SEE ALSO: How to Encrypt Your Android Device to Secure Personal Data

So Are You Making the Switch to Signal?

These were my five security reasons on why you should switch to Signal. From a security perspective, Signal emerges as a clear winner. If you’re looking for more featured-pack experience, you are probably better off with WhatsApp or Telegram. However, if you’re paranoid about your privacy, make the switch to Signal today!

Download: Signal for Android | Signal for iPhone

comment Comments 1
  • Cliff says:

    These are all great points. I use signal as well and really like it. Recently, I have just come across wire, made by one of the cofounders of Skype and while it does not have a couple of signals signature features like password protection over the app, I personally can see myself using wire down the road over signal. There are a couple of reasons: i personally like the consistency of groups across different devices, shared media across different devices, and the call quality. Signal is mostly consistent on American made phones or phones with nicer build quality. I had a Huawei P8 lite and couldn’t get MMS texts and couldn’t keep a group running in signal. I have a Google pixel now, and it works fine, but this doesn’t help for friends and family running more affordable handsets.

    Furthermore, Signal has always advertised itself as a method for making encrypted calls as well as messages, but the quality leaves quite a bit to be desired. The functions of signal were initially developed under two separate parent apps: telegram and redphone for Android and signal for ios, which didn’t make encrypted calls at all. Eventually, the functions of telegram and redphone were just placed in one universal app, and devs chose signal. However, signal suffers extremely inconsistent and choppy call quality. It is just bearable on WiFi and borderline impossible over data. Simultaneously, signal requires a phone number to activate which, surprisingly leaves a couple of my friends left using less secure methods of communication (people with iPads and ipods but still have a flip phone), or with none at all. Finally, signal does not have a desktop app, which is essentially standard across all encrypted and insecure chat apps. Wires protocol is a modified version of the openwhisper protocol (the same protocol as signal), that allows for its system to take emails instead of requiring phone numbers.
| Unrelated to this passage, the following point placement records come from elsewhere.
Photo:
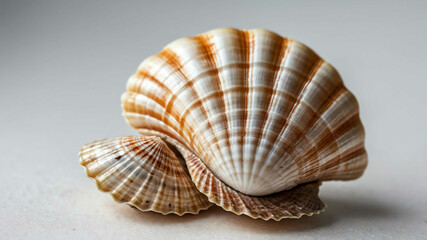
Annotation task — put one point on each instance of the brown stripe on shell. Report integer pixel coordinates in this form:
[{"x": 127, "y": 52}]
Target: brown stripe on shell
[
  {"x": 317, "y": 64},
  {"x": 284, "y": 50},
  {"x": 294, "y": 203}
]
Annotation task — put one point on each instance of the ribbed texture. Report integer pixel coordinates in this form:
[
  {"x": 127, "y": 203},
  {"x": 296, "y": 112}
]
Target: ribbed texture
[
  {"x": 294, "y": 203},
  {"x": 264, "y": 113},
  {"x": 142, "y": 172}
]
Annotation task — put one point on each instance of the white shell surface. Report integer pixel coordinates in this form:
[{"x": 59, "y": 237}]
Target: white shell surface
[
  {"x": 264, "y": 113},
  {"x": 142, "y": 172}
]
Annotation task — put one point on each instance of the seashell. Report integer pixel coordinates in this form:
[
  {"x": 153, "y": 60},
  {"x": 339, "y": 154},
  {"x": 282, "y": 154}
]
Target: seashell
[
  {"x": 259, "y": 119},
  {"x": 142, "y": 172}
]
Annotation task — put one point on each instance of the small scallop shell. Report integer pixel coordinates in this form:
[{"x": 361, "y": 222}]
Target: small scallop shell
[
  {"x": 142, "y": 172},
  {"x": 294, "y": 203}
]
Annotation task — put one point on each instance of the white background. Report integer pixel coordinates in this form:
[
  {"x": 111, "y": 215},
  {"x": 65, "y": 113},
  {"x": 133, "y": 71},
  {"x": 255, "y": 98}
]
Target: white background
[{"x": 63, "y": 67}]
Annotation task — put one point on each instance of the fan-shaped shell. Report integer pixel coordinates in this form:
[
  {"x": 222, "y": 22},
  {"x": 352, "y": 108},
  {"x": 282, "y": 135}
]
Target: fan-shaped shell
[
  {"x": 263, "y": 113},
  {"x": 142, "y": 172}
]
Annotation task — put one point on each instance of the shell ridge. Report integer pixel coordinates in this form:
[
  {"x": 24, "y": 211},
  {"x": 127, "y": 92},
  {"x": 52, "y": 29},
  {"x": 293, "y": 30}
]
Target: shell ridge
[
  {"x": 249, "y": 38},
  {"x": 277, "y": 73},
  {"x": 175, "y": 58}
]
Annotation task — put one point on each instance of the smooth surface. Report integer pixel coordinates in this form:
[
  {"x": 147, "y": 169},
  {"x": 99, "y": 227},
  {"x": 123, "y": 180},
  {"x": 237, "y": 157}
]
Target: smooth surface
[{"x": 63, "y": 67}]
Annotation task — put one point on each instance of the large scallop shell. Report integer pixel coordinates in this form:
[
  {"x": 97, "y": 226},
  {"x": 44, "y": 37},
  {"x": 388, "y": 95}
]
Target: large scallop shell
[
  {"x": 142, "y": 172},
  {"x": 262, "y": 112},
  {"x": 256, "y": 120}
]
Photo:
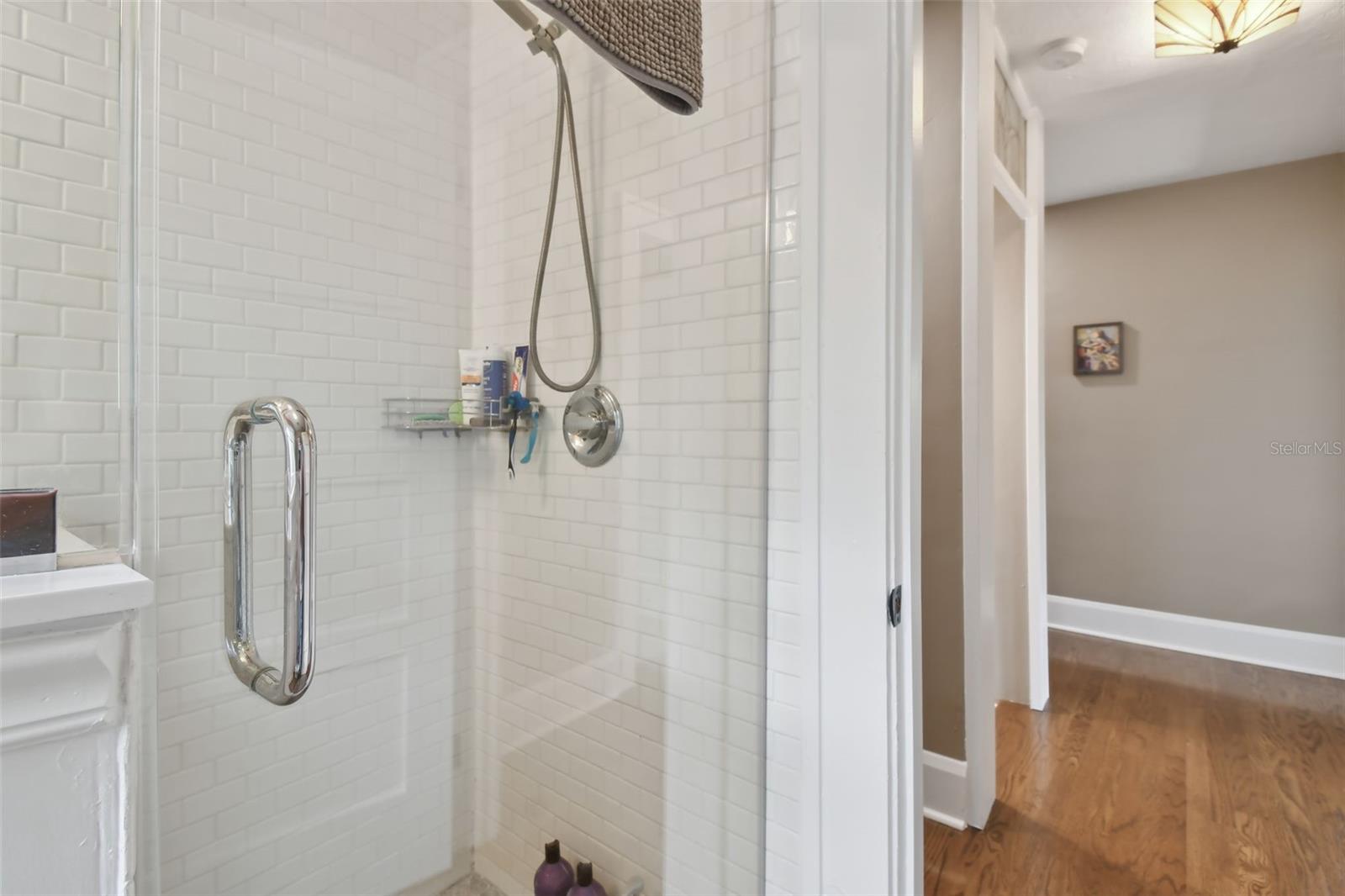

This means users can have aliases like on programs such as telegram, but with full encryption as opposed to secret chat encryption… Alias features are nowhere to be found on signal, and only work on WhatsApp if someone doesn’t have your number. Account names on wire are as customizable as account names on Twitter.

    While I like signal, I’m trying to make the switch to wire because it is entirely encrypted like signal, has self destructing messages like signal and provides encrypted channels for all major methods of communication: talk, text, and video, making it the first encrypted video chat app that is freely available to the public. When it comes to the scope of everyday needs that wire addresses for most users, I personally think it’s a more comprehensive experience.Also the quality of video and voice is excellent. Sometimes it’s a little nuanced in establishing a connection, but overall it’s leaps and bounds ahead of signal in quality.

    Finally, wire just looks better too.